Thursday, July 11, 2013

Five Minutes Working with Rotated Views

A common question from people with experience using AutoCAD is, "Does Revit have a UCS too?". There isn't a literal equal tool in Revit, no UCS button. In Revit we manipulate views to make it easier to work with different orientations. This means making some extra views. We can move back and forth between any number of views, as often as necessary. If we don't need them anymore, we can just delete them (thus the notion of a "working view").

There are several ways to manage working with different view orientation:
  1. Turn on and rotate the Workplane, turn on Workplane visibility, Revit will snap architectural elements to the workplane (not effective for MEP elements)
  2. Rotate the crop region of a view (rotation is in the opposite direction to the orientation you need)
  3. Scope Boxes - associate views to a scope box that is rotated by the angle required. The scope box controls the crop region (see 1)
  4. A Callout View can be placed and rotated to generate a view that is oriented to a desired direction

How about a video?

There is another way to rotate a view but it is related to the orientation of the view to the sheet it is place on. Imagine a portrait orientation of a view on a landscape oriented sheet. I've seen this used for overall elevations of tall buildings. It is a property of a View or it's Viewport called: Rotation on Sheet.

Post was inspired by my response to a thread at AUGI.


Anonymous said...

Thanks a lot for this meaningful information. It's a very basic concept but hell it's difficult to interpret and gather this info together in all resources available!! And when you see everyone recommends to use "Project North" to rotate views it all gets more confusing, as if the overall project was always orthogonal.

Unknown said...

Rotating the viewport seems to work great (except the backward angle seems like broken code somewhere in there)... but I am unable to rotate a Reflected Ceiling Plan Viewport (the rotate button is grayed out). The RCP obviously needs to match the orientation of the rest of the building on the pages. Thanks for any advice!

Steve said...

Yes it is a bit confusing to get used to rotating the opposite direction you think should be required. The boundary is what is rotating but the result is altering the orientation of the building with the appearance of the crop boundary still being rectangular. as if it didn't really change.

You don't mention which version you are using. Using 2015 and changing the shape of the crop boundary so you can see what happens after rotating it might help make sense. The crop region doesn't rotate but the direction of the rotation you use helps Revit determine how to reposition the building in the view.

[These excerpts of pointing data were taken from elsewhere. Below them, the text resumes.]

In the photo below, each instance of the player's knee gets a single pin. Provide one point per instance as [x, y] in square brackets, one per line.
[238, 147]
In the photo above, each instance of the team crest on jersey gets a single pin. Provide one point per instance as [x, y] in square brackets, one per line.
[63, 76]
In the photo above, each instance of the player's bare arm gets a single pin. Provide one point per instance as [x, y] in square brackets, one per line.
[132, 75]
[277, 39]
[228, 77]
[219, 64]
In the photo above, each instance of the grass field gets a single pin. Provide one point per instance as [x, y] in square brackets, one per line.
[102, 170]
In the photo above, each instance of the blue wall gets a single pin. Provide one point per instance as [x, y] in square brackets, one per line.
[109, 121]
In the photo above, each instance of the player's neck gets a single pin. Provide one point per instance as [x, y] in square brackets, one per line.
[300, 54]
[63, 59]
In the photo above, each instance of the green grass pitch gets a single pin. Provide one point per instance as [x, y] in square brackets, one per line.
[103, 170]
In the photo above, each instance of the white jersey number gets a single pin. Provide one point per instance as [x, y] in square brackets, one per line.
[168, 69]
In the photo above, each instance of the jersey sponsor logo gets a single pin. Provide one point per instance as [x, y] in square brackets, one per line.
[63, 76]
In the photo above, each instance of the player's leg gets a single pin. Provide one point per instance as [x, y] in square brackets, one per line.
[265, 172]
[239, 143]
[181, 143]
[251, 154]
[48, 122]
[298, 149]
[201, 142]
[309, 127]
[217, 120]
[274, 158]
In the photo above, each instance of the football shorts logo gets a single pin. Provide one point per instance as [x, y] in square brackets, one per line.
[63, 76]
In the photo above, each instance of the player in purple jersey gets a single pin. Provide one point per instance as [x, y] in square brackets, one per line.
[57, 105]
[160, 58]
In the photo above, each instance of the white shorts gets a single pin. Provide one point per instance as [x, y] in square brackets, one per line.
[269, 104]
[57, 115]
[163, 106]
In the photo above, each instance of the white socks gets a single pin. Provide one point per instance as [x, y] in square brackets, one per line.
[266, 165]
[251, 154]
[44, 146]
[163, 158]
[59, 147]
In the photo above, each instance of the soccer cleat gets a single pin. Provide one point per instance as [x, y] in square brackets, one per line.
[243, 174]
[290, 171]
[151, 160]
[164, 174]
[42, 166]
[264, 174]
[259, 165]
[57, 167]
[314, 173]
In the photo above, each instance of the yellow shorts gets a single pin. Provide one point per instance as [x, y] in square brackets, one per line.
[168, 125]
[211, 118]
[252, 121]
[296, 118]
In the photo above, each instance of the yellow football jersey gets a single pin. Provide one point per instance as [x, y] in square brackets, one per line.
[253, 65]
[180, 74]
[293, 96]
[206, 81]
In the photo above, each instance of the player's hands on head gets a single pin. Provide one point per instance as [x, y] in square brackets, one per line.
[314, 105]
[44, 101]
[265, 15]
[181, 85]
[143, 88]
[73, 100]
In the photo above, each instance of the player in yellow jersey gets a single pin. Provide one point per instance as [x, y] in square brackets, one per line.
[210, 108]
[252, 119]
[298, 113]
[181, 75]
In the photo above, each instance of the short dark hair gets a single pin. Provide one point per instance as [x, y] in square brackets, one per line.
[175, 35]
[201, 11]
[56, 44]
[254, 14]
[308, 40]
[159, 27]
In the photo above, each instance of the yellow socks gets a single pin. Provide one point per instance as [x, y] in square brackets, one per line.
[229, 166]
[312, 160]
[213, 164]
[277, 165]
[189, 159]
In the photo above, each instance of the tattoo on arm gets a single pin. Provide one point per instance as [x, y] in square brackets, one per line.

I find rotating the crop boundary in an RCP view works fine, using 2015.

Anonymous said...

Thank you Steve. I had 2 buildings with different orientation on site plan. You just made my week!

Anonymous said...

Hi, have you ever had problems with the rotation of a ceiling grid, due to the rotation of a crop region? The ceiling grid orientation is correct in the un-rotated building layout, but once model is linked and showing in the view on sheet, the ceiling grid mimics the vertical orientation of the view.
Can't seem to find any issues on this. Thank you.

Steve said...

I had some issues years ago but don't recall running into it recently, but then I'm not sure how recent that was either. I suggest you post in one of the user forums and see what sort of response you get there too. Maybe a support request too.

Pinoy CAD+ said...

Is it possible to apply the rotated scope box to the elevation? Section must be parallel to one side of the associated scope box

Steve said...

Pinoy CAD+ - Yes, if you rotate the view into alignment with the Scope Box first.